Pasaron los años; vino al viejo sabio su hora postrimera, y el fiel criado ejecutó con puntualidad las órdenes de su señor, ocultando la redoma atiborrada con el menudillo de sus restos corpóreos. Tal fue el sigilo del negrito, que nadie advirtió la transmutación, ni a enterarse llegó siquiera el diablo mismo. Así, mientras que aquél gozaba como el auténtico Marqués, de todos sus bienes y derechos, es fama que éste, en cuerpo aromal invisible, continuó con más ardor y libertad que nunca sus portentosas alquimias y astrologías.

Jamás caía de la cabeza del supuesto Marqués el gorro del sortilegio, ni siquiera cuando cierto día se encontró de manos a boca con el Santo Viático, pero tal desacato a Su Divina Majestad indignó a los fieles en términos de que uno le dió un manotón, haciendo rodar por el suelo la endiablada prenda, con lo que al punto quedó el cuitado negrito restituido a su primitivo sér. La justicia tomó cartas en el asunto, y, llevado el infeliz al tormento, tuvo que cantar paladinamente el secreto todo de sus transmutaciones.

El severo tribunal se personó en el basurero y, con grandes precauciones, extrajo de él la misteriosa redoma, que contenía un líquido oleaginoso, amarillento, en cuyo seno se dibujaban con toda claridad las líneas de un feto de ocho meses; sólo faltaba uno, pues, para que el brujo Marqués tornase al mundo de los vivos. Inútil es añadir que el negro fué quemado y hecha mil pedazos la redoma, por manos del verdugo36.
COMENTARIOS

En la versión primera de las que hemos dado acerca de “El Pescador”, saltan ciertos detalles eminentemente ocultistas que no son para pasados de ligera.

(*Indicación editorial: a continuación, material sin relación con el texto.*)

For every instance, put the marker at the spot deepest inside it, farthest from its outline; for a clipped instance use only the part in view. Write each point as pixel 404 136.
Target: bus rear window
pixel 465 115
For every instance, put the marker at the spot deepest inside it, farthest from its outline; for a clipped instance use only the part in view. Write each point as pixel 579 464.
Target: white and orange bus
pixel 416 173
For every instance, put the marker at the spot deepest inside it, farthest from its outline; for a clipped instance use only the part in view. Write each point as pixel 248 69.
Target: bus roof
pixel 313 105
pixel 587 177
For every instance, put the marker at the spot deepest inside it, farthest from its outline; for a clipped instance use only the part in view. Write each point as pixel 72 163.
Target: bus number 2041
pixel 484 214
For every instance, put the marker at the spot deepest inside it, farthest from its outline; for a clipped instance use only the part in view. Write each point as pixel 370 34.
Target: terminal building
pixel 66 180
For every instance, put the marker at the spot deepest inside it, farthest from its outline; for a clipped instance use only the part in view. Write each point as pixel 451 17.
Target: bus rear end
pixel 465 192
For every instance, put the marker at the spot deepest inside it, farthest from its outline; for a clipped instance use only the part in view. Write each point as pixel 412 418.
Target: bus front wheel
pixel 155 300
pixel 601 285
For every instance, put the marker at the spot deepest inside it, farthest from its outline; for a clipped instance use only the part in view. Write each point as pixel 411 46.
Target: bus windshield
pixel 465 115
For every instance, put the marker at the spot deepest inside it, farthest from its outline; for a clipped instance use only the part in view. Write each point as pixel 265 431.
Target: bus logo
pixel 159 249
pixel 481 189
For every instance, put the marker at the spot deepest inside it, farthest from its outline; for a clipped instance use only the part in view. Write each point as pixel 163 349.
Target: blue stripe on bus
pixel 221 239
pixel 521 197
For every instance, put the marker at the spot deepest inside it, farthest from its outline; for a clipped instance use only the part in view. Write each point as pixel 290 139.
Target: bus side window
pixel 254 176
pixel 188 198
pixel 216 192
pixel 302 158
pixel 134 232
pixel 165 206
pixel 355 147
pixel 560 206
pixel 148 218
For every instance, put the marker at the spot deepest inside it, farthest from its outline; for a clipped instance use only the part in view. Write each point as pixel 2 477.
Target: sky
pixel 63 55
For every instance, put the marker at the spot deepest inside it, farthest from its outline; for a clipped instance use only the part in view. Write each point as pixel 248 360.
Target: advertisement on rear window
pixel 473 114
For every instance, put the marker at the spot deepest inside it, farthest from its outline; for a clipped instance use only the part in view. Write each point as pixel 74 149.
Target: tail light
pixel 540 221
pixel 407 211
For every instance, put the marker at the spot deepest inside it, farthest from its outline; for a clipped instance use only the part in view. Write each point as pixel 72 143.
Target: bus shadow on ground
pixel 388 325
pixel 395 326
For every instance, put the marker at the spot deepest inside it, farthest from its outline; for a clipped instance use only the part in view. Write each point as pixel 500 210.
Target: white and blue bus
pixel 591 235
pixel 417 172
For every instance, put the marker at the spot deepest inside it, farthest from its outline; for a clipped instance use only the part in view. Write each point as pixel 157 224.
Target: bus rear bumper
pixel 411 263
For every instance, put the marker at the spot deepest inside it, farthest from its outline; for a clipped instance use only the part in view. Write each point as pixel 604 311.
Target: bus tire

Es el primero el relativo al protagonista Karim, prototipo de cuantos “pescadores” ha habido en el mundo, desde los discípulos parsis del misterioso Instructor Oanes o Dagón del mito caldeo, hasta aquellos infelices del lago de Genezareth o de Tiberiades a quien Jesús, en el Evangelio, les hace abandonar las redes de su modesto oficio para transformarlos en “pescadores de hombres”.

Por eso mismo nos conviene ahondar en este mito de Las mil y una noches, y ver qué clase de raigambre ocultista puede tener el asunto.

Por de pronto los “peces” de los cuentos en cuestión no son los vulgares vertebrados habitantes de mares y ríos37, sino los representantes genuinos de un simbolismo a la vez astronómico, histórico y filológico, es a saber; los “hombres peces” u hombres sumergidos cuando la catástrofe atlante; los “hombres cainitas” anegados, según la Biblia, por las aguas del Diluvio merced a su perversidad incorregible; las cuatro razas, en fin, de hombres “blancos, azules, rojos y amarillos” predecesores de la raza actual pos-atlante de los “adamitas” o “arios”. Esto en lo histórico, pues que en lo astronómico no son sino los “peces” del signo astrológico de Piscis, cosa que requiere alguna explicación.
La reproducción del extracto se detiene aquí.